- Title: Rabbi Tzvi Hirsh of Zidichov

Personal life
- Born: Tzvi Hirsh Eichenstein 1763 Sambor
- Died: June 22, 1831 (aged 67–68) Zidichov
- Parents: Rabbi Yitzchak Isaac Eichenstein of Safrin (father); Hinde (mother);
- Dynasty: Zidichov

Religious life
- Religion: Judaism

Jewish leader
- Main work: Ateret Tzvi
- Dynasty: Zidichov

= Tzvi Hirsh of Zidichov =

Hasidic rabbi (1763–1831)

Tzvi Hirsh Eichenstein also known as Hirsh Zydaczower (1763, Sambor – June 22, 1831, Żydaczów), was a famous Hasidic Rebbe, a noted Talmudist, Kabbalist and author of novellae on Torah and responsa. He founded the Zidichov Hasidic dynasty.

He was a disciple of rabbis Moshe Leib of Sassov, Menachem Mendel of Rimanov, the Maggid of Koznitz and the Seer of Lublin.

His younger brother was Rabbi Moshe of Sambor.

Among Rabbi Tzvi Hirsh's students were his nephew Rabbi Yitzchak Isaac of Komarna, Rabbi Tzvi Elimelech of Dinov (the Bnei Yisaschar), his nephew Rabbi Yitzchak Isaac of Zidichov, Rabbi Shimon of Yaruslav, and Rabbi Shalom of Kaminka.

Rabbi Tzvi Hirsh was very passionate about studying Kabbalah, Zohar, and the Kitvei Ari ("writings of Rabbi Isaac Luria") in particular. He made a tremendous effort in encouraging Jews to study these works. With the assistance of his students, some yeshivot in Galicia added the study of Kabbalah to their curriculum. Rabbi Tzvi Hirsh blended the teachings of the Baal Shem Tov with the kabbalah of the Ari.

His book Ateret Tzvi includes his commentary on the Zohar. In his book Sur Mei'ra Ve'asei Tov (lit., "refrain from evil and do good"), he shows the path to spiritual growth with the assistance of Zohar study and the Kitvei Ari.

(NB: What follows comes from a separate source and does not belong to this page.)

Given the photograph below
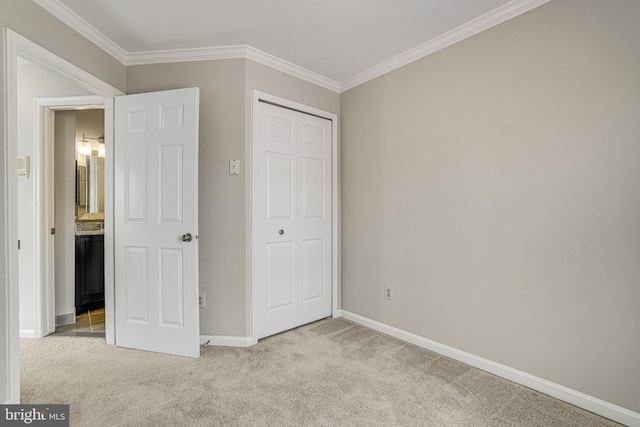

Rabbi Yitzchak Isaac of Komarna writes in one of his books that the soul of his teacher Rabbi Tzvi Hirsh is "from the root of the soul of Rabbi Chaim Vital, which is close to the soul of Rabbi Akiva". Once Rabbi Tzvi Hirsh told his brother Rabbi Moshe of Sambor that in one of his "previous lives" he was Rabbi Yishmael Kohen Gadol (one of a series of high priests of the Second Temple, famous for his mystical visions recorded both in the Talmud and in the corpus known as Sifrei Heichalot - literature of the heavenly palaces). The righteous Jews of his generation said he had the soul of the famous Yenukah, mentioned in the Zohar portion of Balak. Another one of his students, Rabbi Yitzchak Isaac of Zidichov, said, "I heard from the holy mouth of my teacher that he was one of the students of Rabbi Shimon bar Yochai".

His day of departure of this world (yortzeit/hilula) is the 11th of Tamuz (This day is considered by some Hasidim in Eastern Europe to be similar to Lag Ba'omer).

==Links==

Daily Zohar - Biography

Rebbe Tzvi Hirsch of Ziditchov: Taking a Costume Seriously

Teaching of Rabbi Tzvi Hirsch - "Kuntres Meirat Einayim, Section 57"

Explanation of a Gemara (Succah 53a)

Location of his Kever (holy sepulture)

Article about Rabbi Tzvi Hisrch: "He Is Well-Connected"

==Name==
The name Tzvi Hirsh is a bilingual tautological name in Yiddish. It means literally "deer-deer" and is traceable back to the Hebrew word צבי tsvi "deer" and the German word Hirsch "deer".